HDP'nin kapatılması istemiyle AYM'de açılan davada, Yargıtay Cumhuriyet Başsavcılığı'nın istemi üzerine, partinin Hazine yardımı bulunan hesaplarına 5 Ocak'ta tebdiren blokaj konulmasına karar verilmişti. Partinin bu kararın kaldırılması talebi, AYM Genel Kurulu tarafından ele alınmış ve partinin Hazine yardımı bulunan hesaplarının tedbiren bloke edilmesi kararı kaldırılmıştı. Bu karar yediye karşı sekiz üyenin oy çokluğuyla alınmıştı.
Halk TV’den Seyhan Avşar’ın haberine göre, bu kararın ardından Cumhurbaşkanı Erdoğan, blokenin kaldırılması yönünde oy veren bazı AYM üyelerini telefonla aradı. Erdoğan, “Size çok güveniyordum. Hesaplardaki blokenin kaldırılması yönünde nasıl oy kullanırsınız?” diye sordu.
"Kendisine sadece verdiğim kararı hukuki yönüyle değerlendirdim"
Erdoğan’ın aradığı bir AYM üyesi, “Kendisine sadece verdiğim kararı hukuki yönüyle değerlendirdim. Hiçbir yasal düzenleme bulunmuyor tedbire ilişkin. Ne anayasada ne de yasada. Kendisine bunu söyledim. Bunun dışında konuşma özel yani netice itibarıyla” dedi.
“Biz hukuka bağlıyız”
“Cumhurbaşkanı, bu kararın hukuki olmadığı yönünde konuştu” diyen AYM üyesi, şunları söyledi:
“Bizim verdiğimiz tedbirin kaldırılması yönündeki kararda biz hukuka bağlıyız. Peki o zaman diyeceksiniz niye daha önce tedbir verdiniz, sonra neden fikir değiştirdiniz? İlk tedbirde Yargıtay Başsavcılığı o kadar ciddi iddialarla geldi ki bize, tabii o iddialar karşısında tedbir vermemek gibi bir alternatifimiz yoktu.

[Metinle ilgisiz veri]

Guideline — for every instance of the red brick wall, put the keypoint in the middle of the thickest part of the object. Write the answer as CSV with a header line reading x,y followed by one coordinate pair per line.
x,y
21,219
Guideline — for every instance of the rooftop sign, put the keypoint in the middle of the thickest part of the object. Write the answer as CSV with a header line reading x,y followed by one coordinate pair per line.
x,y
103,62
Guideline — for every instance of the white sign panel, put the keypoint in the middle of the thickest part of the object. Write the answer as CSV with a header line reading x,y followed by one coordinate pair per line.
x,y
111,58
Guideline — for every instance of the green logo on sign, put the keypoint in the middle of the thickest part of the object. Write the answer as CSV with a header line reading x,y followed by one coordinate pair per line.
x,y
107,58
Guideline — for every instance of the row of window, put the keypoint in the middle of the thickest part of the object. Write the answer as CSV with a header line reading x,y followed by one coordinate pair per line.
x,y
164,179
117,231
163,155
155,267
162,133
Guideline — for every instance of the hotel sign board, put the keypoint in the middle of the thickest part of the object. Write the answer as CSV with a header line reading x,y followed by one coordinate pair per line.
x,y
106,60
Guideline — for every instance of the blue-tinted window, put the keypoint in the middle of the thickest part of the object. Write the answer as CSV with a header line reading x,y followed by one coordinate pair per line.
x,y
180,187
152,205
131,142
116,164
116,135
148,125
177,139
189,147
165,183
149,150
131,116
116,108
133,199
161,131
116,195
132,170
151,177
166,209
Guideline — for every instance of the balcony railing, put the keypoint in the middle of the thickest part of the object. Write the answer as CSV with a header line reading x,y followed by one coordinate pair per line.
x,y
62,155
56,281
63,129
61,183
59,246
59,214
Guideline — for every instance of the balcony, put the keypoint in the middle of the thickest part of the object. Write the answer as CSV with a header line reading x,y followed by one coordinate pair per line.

Yine de vermeyen arkadaşların argümanları güçlüydü. Ama benim açımdan Hazine yardımının doğrudan terör örgütüne aktarıldığına dair bir iddia karşısında şahsen tedbirden başka bir yol bulamadım. Fakat sonra gelen belgelerde gördük ki 2017-2018 ve daha sonraki yıllarda olmak üzere terör örgütüne fiili bir aktarım söz konusu değil. Firmalara ödemeler, şunlar bunlar var. Doğrudan terör örgütüne para aktarıldığı yönünde ben de bir kanaat oluşmadığı için fikrimi değiştirdim.”